Mengapa tidak dibuat dahulu saluran atau jaringan itu sebelumnya,
baru kemudian jalan diaspal? Mengapa pekerjaan tidak bisa direncanakan
dengan baik? Yang terakhir adalah ketidakterpaduan antara pembangunan
jalan dengan drainase.
Padahal pembangunan jalan yang baik harus dilengkapi pembenahan
sistem drainase agar saat hujan air tidak menggenangi jalan-jalan
tersebut. Ketiadaan drainase atau saluran air yang buruk menjadi
penyebab banjir dan ketidakmaksimalan kualitas jalan.
Sebaik apa pun jalan yang dibangun, jika terlalu sering terendam air
maka dikhawatirkan akan segera kembali rusak. Contoh pembangunan jalan
yang tak disertai pembenahan drainase adalah di Kecamatan Genuk,
misalnya di Muktiharjo Lor, Jalan Padi Raya, dan Genuksari.
Jalan Muktiharjo di dekat palang pintu kereta api Jalan Kaligawe Raya
yang sudah dibeton itu lebih sering terendam air. Air tak bisa mengalir
ke mana pun, karena tidak ada saluran memadai dan terhambat dinding
pembatas rel. Jalan lain yang segera butuh drainase adalah Jalan
Kedungmundu Raya-Jl Tentara Pelajar.
Ketimpangan aktivitas pengerjaan proyek antardinas ini harus segera
diantisipasi. Di satu sisi Dinas Binamarga Kota melakukan banyak
kegiatan pembangunan dan perbaikan jalan, namun di sisi lain Dinas
PSDA-ESDM belum mengimbangi dengan pembenahan saluran dan sungai.
Padahal persoalan rob dan banjir selama ini disebabkan oleh
ketidakoptimalan sistem drainase dan fungsi sungai.
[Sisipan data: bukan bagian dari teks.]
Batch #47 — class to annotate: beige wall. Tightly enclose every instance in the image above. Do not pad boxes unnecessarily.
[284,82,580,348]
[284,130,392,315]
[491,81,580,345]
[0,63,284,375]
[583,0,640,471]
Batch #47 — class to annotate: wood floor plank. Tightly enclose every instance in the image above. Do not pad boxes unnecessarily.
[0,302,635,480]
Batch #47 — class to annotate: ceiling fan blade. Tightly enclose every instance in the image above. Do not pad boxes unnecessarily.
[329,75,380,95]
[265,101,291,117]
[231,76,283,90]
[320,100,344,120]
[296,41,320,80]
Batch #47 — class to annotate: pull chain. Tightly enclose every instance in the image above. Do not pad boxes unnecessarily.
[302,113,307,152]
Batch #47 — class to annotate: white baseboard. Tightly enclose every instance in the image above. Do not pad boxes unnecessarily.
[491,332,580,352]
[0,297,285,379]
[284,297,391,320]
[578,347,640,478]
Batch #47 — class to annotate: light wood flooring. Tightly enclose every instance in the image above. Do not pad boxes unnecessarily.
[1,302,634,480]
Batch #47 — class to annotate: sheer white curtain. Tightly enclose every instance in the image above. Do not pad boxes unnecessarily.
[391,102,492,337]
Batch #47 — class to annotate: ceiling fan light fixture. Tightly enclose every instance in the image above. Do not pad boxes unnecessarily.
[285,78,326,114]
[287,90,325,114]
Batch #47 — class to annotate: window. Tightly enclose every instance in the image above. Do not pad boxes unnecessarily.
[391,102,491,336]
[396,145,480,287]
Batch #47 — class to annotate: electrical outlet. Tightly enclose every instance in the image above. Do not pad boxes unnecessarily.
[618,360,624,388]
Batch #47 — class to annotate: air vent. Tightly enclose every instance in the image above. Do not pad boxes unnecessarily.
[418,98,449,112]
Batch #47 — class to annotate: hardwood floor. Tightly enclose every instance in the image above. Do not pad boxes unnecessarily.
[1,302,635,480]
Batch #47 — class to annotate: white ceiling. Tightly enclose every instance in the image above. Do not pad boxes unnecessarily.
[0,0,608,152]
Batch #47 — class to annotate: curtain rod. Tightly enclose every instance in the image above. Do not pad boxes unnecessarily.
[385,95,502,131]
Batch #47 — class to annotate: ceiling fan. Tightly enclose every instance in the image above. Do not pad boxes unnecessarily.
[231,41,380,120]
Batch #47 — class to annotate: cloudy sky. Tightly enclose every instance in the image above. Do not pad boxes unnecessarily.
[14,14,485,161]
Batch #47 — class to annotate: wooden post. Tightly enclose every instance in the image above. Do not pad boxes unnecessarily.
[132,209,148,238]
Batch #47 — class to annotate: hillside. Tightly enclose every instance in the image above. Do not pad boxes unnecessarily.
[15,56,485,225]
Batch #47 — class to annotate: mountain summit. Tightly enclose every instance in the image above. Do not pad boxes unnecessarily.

Banyak sungai
mengalami pendangkalan dan sistem drainase yang buruk . Rupa-rupanya
diperlukan lembaga yang mampu mengoordinasikan pekerjaan pembangunan
perkotaan ini.
Kalau sudah ada, maka fungsi lembaga itu perlu lebih dioptimalkan.
Seharusnya Bappeda yang bertindak sebagai leading sector, mampu
membangun keterpaduan antarprogram, sejak dari perencanaan yang
dilaksanakan oleh lembaga tersebut. Lagi-lagi memang dibutuhkan pemimpin
yang kompeten untuk mengurus semua hal ini.